Indeed. However, using just 30 people for this is absurd. Should have been a few thousand people spread over many categories (location, gender, age, level of education, race, marital status, occupation, currently being employed or not etc) to really be able to get some decent conclusions.
 
Indeed. However, using just 30 people for this is absurd. Should have been a few thousand people spread over many categories (location, gender, age, level of education, race, marital status, occupation, currently being employed or not etc) to really be able to get some decent conclusions.

Yep. Seems like this is nailed on to take two years to be completely inconclusive. Which is probably what they want.
 
Lets never try it and then when something that isn't true UBI with a miniscule sample size doesn't give statistically meaningful data say it didn't work and carry on as before.
 
Lets never try it and then when something that isn't true UBI with a miniscule sample size doesn't give statistically meaningful data say it didn't work and carry on as before.
Yeah :lol:.

Wish our country wasn’t crippled by corruption and incompetence so we could have a fighting chance of trying something like this - but not a chance in hell when you just think through the sheer unemployment numbers and inequality gap. Sad but such is life.
 
So they want to see what effect it has on peoples mental and physical health and they'd be interested in knowing whether people would prefer to work or receive £1600 pm?

Why need 2 years to find the answer when it's blatantly obvious what the answer going to be?
 
So they want to see what effect it has on peoples mental and physical health and they'd be interested in knowing whether people would prefer to work or receive £1600 pm?

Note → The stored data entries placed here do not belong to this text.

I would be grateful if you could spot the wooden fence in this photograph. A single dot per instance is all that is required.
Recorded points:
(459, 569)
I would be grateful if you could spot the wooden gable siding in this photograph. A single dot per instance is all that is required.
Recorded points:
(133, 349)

Why need 2 years to find the answer when it's blatantly obvious what the answer going to be?
It’s not a case of “work or receive £1600” though. It’s universal basic income. It’s not means tested, they can receive £1600 and still go and work and earn more.

The idea is that everyone gets a basic payment which covers your most basic cost of living. Means testing is removed which saves billions in wasted admin and removes the awful jealousy and suspicion around benefits.
 
So they want to see what effect it has on peoples mental and physical health and they'd be interested in knowing whether people would prefer to work or receive £1600 pm?

Why need 2 years to find the answer when it's blatantly obvious what the answer going to be?

what do you think the answer would be if people had to chose between work or 1600 a month? (even though that isn't the choice)

I would guess most people would chose to work

If you're like 60 with your house paid off it would be a good chance to retire early, but other than that it's not enough money to live on
 
what do you think the answer would be if people had to chose between work or 1600 a month? (even though that isn't the choice)

I would guess most people would chose to work

If you're like 60 with your house paid off it would be a good chance to retire early, but other than that it's not enough money to live on

For the majority it would be not work, if that was the option in my opinion.